Sejak mendapatkan bantuan dana KUR BRI, kami lebih semangat dan serius melakukan breeding (perkawinan silang) beberapa jenis Ayam Jago dan melakukan berbagai eksperimen untuk menghasilkan produksi Ayam Jago secara berkelanjutan. Bahkan suami saya harus membeli mesin penetas telur dengan kapasitas 150 butir telur untuk mendukung produksi anakan Ayam Jago di Peternakan D&G Game Farm. Sejak saat itu anakan Ayam Jago kami rawat secara intensif. Di usia 6-8 bulan Ayam Jago tersebut bisa terjual dengan harga rata-rata 1 Juta hingga 2,5 Juta Rupiah per ekor.
Setelah peternakan Ayam Jago berhasil dan berkembang, tercetus ide
ingin membuka usaha Petshop untuk penyediaan Pakan Ayam Jago lengkap dengan obat-obatan dan jamu-jamuannya.

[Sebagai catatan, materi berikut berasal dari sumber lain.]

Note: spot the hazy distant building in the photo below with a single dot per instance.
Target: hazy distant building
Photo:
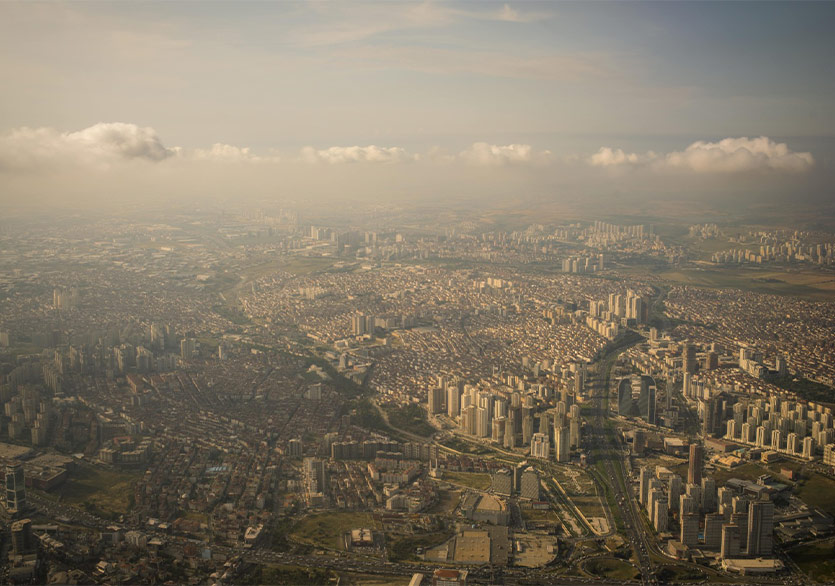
(760, 528)
(540, 447)
(730, 547)
(694, 472)
(15, 488)
(562, 443)
(529, 488)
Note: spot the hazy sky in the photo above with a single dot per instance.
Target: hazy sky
(194, 97)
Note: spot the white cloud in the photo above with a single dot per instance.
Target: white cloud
(607, 156)
(482, 153)
(100, 145)
(228, 153)
(730, 155)
(356, 154)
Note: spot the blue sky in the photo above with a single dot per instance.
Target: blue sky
(430, 78)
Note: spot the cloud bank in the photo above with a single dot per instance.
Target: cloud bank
(482, 153)
(100, 144)
(356, 154)
(730, 155)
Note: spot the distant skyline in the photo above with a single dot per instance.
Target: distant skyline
(586, 97)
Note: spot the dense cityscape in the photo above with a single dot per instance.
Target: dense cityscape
(235, 397)
(417, 293)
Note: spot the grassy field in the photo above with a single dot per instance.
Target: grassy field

Berangkat dari hobi dan kecintaan suami saya terhadap jenis-jenis Ayam Jago dari sanalah ide itu tercetus. Selain itu suami saya dan teman-teman peternak Ayam Jago juga terbilang ramai di wilayah Samarinda dan daerah lainnya. Mereka tergabung dalam beberapa Group Facebook dan Whatshap. Suami saya melihat ini sebagai peluang bisnis yang menjanjikan.
Pada November 2021 saat ingin membuka usaha petshop, kami membutuhkan modal yang lebih besar lagi. Saat itu pinjaman dana KUR BRI kami masih sedang berjalan. Kami kembali mendatangi Kantor Cabang BRI terdekat dan menghubungi karyawan BRI yang sebelumnya membantu kami untuk pencairan dana KUR yang pertama. Saat itu kami diberitahu bahwa untuk peminjaman tambahan dana usaha, pihak BRI perlu melihat usaha dan prospek usaha tersebut setelah berjalan minimal 6 bulan.